The method used to detect breakouts is named as E-Divisive with Medians (EDM) breakout detection method, which is originally developed by Twitter Inc for the refining of user experiences. In details, EDM applies E-statistics to detect divergence of means. It’s detecting theory is based on the weighted L2-distance between random variables’ characteristic functions.
In terms of the detailed algorithm, the open-source package written in C++ and R language has mainly referred to this source. The function swig is utilized to interact C++ with Python.
The global detection algorithm is the integration of pulses detection part and breakout detection part. This algorithm can be plugged into the online database and detect the time-series data’s anomalies in real-time.
Take one dataset named: “Manage entity ADLG3991” as an example. The results from the global detection algorithm is shown as follows:
The grouped extreme values labelled in orange dots mean the long-lasting pulses. Also, the red vertical lines locate the detected breakouts. The total number of anomalies is the sum of these two parts.
In this project 42 Managed entities (for the sake of argument we could call these servers), were considered. The summarized distributions of anomaly detection are shown in the following heat map.
The x-axis shows the different servers’ datasets, which can be regarded as the features or variables of the global online system. The y-axis is the time-series’ timeline. In this project, totally four weeks are examined. This heat map is the superposition of pulse detection and breakout detection, and the number of detected anomalies are written in the centre of each block cell of the heat map.
It can be found that some features (servers) are critical since they have many detected anomalies.

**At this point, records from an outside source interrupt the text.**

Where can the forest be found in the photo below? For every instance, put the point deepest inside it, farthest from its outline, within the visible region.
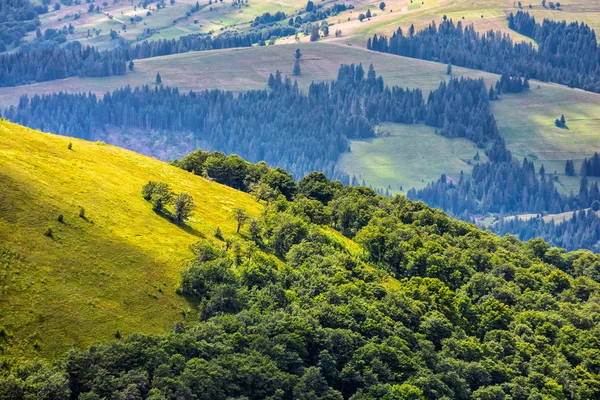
(505, 187)
(329, 114)
(565, 53)
(582, 231)
(430, 308)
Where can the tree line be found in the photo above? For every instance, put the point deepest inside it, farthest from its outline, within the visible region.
(565, 54)
(581, 231)
(430, 308)
(504, 187)
(300, 131)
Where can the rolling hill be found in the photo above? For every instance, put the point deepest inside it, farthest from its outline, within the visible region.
(116, 270)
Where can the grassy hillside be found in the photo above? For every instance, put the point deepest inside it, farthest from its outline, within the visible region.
(118, 268)
(407, 156)
(526, 120)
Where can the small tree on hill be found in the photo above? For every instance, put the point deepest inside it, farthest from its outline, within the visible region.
(240, 216)
(314, 35)
(569, 168)
(184, 204)
(297, 70)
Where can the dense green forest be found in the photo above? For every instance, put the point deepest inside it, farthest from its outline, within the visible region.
(426, 307)
(565, 53)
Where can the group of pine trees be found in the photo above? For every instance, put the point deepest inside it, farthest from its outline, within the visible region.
(581, 231)
(507, 187)
(301, 131)
(565, 53)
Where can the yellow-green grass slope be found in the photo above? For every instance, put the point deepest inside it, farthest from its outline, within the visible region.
(115, 270)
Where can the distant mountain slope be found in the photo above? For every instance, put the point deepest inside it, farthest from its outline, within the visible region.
(115, 270)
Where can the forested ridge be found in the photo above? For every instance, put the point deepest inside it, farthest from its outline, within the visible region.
(50, 62)
(581, 231)
(566, 53)
(473, 316)
(300, 132)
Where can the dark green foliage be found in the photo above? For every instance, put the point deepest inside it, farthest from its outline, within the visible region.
(302, 131)
(473, 316)
(590, 166)
(569, 168)
(582, 231)
(241, 217)
(159, 193)
(316, 186)
(558, 44)
(184, 205)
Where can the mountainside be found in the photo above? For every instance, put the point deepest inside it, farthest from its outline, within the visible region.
(117, 268)
(407, 304)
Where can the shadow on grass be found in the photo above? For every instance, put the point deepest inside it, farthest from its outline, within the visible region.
(192, 231)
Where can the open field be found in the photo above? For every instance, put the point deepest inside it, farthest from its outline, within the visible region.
(118, 268)
(411, 156)
(526, 120)
(249, 68)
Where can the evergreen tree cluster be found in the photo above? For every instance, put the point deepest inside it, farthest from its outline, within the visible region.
(566, 54)
(431, 308)
(319, 14)
(300, 131)
(503, 187)
(268, 18)
(17, 17)
(582, 231)
(567, 46)
(508, 84)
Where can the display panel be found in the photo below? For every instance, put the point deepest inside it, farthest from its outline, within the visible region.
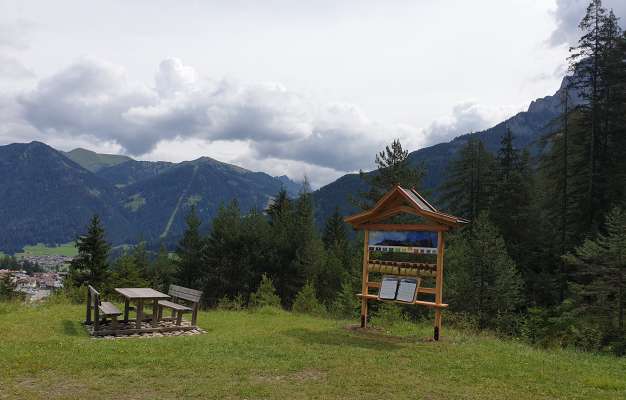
(403, 242)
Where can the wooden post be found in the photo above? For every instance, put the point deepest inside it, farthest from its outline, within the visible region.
(96, 312)
(155, 316)
(88, 317)
(194, 313)
(139, 313)
(365, 278)
(439, 284)
(126, 309)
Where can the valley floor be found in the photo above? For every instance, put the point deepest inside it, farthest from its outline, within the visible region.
(45, 353)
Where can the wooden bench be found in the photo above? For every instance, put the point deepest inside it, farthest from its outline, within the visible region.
(181, 293)
(100, 309)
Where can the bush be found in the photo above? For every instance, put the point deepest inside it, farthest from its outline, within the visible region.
(234, 304)
(265, 296)
(462, 321)
(307, 303)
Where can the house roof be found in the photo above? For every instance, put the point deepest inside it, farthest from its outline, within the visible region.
(401, 200)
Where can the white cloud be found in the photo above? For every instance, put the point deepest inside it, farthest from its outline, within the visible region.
(91, 98)
(466, 117)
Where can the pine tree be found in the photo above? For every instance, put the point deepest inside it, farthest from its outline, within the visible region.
(141, 258)
(595, 64)
(393, 167)
(335, 233)
(600, 271)
(162, 270)
(91, 267)
(467, 189)
(189, 266)
(265, 295)
(482, 277)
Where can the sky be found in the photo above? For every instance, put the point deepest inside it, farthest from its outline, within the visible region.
(296, 88)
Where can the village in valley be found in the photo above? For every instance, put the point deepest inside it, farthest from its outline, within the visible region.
(36, 276)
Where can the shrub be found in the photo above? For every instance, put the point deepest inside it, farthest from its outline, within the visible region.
(265, 296)
(307, 303)
(231, 304)
(346, 304)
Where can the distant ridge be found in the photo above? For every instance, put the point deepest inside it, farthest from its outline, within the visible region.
(93, 161)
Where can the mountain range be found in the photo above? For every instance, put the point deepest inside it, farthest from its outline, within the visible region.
(48, 195)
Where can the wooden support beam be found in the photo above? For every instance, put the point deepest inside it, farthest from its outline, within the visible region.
(403, 227)
(365, 278)
(439, 284)
(416, 302)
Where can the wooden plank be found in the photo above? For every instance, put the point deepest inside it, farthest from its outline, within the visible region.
(426, 290)
(109, 308)
(404, 227)
(416, 302)
(143, 330)
(405, 264)
(439, 284)
(177, 307)
(423, 290)
(365, 278)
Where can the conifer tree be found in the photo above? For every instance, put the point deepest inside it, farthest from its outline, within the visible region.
(141, 258)
(265, 295)
(91, 267)
(466, 192)
(482, 277)
(510, 210)
(393, 167)
(162, 270)
(600, 271)
(189, 266)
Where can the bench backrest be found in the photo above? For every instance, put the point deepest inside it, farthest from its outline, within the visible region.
(184, 293)
(94, 296)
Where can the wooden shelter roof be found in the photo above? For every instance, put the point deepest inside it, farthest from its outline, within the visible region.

With the help of this packaged global algorithm, the engineers can mainly check features: ADLG3988, ADLG3991, PRD-WB01, PRD-VE01, PRD-OA01, since they have many anomalies.

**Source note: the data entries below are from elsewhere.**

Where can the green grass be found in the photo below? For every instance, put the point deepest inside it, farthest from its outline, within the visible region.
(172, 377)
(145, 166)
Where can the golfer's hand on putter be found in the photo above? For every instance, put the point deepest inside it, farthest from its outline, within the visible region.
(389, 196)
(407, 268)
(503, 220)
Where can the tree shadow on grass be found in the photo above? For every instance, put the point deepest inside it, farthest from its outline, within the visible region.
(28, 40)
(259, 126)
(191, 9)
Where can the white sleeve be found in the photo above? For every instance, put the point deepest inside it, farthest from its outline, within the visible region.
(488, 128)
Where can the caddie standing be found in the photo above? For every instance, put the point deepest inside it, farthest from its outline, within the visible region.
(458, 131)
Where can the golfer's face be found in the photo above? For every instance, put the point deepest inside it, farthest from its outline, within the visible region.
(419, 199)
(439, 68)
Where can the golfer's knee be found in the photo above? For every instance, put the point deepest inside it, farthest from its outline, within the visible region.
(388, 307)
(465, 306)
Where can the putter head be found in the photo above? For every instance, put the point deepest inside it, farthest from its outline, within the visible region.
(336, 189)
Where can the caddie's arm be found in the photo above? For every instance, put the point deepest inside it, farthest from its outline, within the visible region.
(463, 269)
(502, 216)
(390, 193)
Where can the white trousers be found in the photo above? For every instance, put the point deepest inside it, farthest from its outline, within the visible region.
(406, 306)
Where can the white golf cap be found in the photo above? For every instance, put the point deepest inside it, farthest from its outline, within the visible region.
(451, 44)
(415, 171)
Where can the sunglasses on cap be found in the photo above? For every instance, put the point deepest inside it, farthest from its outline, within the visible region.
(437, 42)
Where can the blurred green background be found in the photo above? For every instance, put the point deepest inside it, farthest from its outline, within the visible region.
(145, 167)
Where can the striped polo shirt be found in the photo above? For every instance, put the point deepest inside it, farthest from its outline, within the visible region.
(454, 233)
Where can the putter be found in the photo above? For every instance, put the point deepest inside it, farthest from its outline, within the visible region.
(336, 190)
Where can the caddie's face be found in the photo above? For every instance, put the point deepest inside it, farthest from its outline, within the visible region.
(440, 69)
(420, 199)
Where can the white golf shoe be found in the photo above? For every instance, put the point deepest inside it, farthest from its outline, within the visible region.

The evaluations of machine learning techniques are various. For the supervised learning, the system evaluating error metrics: recall, precision and F1-score will be effective ways to express the learning effect quantitatively. Also, the learning curve and regulations will be used to visualize and solve the problems of bias and variance.

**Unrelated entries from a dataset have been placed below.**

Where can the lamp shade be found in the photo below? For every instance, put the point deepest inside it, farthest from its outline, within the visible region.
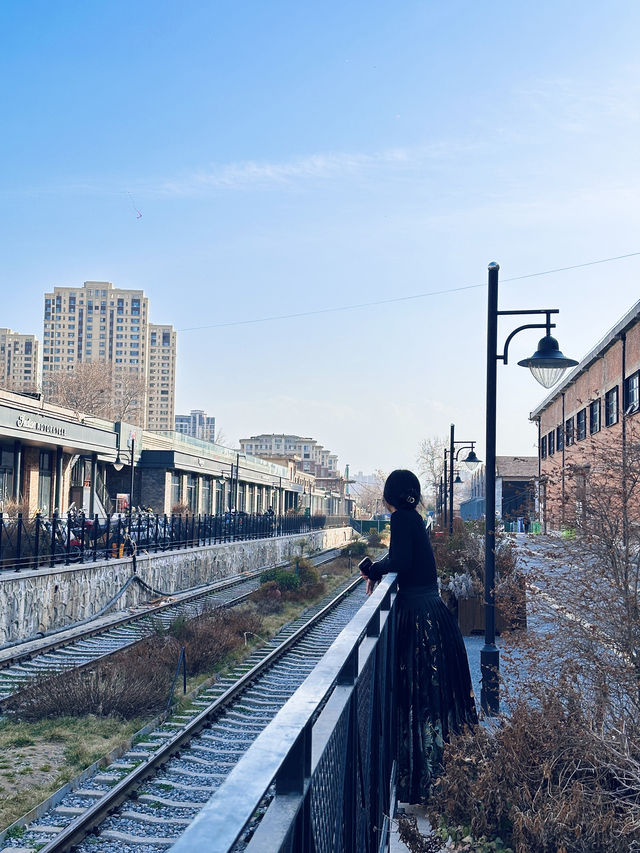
(548, 364)
(472, 461)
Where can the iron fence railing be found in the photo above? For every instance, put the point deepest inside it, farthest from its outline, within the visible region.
(369, 525)
(27, 543)
(325, 764)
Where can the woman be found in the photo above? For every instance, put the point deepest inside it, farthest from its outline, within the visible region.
(434, 693)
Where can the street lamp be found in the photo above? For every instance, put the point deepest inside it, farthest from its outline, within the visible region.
(547, 365)
(119, 465)
(471, 461)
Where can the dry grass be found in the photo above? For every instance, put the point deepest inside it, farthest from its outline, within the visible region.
(38, 758)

However, in this project, the working condition is a kind of unsupervised learning. In terms of unsupervised learning, no labelling data makes the evaluation be not straight-forward.
One method named cross-scoring is mentioned in Balabit’s Unsupervised blog Analytics (UBA) is taken as a case study, and the main idea is to test the measuring algorithm for some users against the activities of other groups of users with different behaviours.
This idea is based on the assumption that different groups have different characteristics. In other words, this method is to create the labelled data from different learning groups.
The one-vs-rest concept (Cross-scoring) for multiclass classification can be exemplified: A’s normal data will be B’s abnormal data. After that, the standard supervised evaluation can be utilized. However, the drawback of this method is the lack of the ability to detect outside incoming new anomalies.
That is because the algorithm uses an unsupervised algorithm to train datasets and produce the results, then, merely uses a supervised approach to verify the results.
Unsupervised evaluation is an active ongoing research field and worthy of being deeply explored.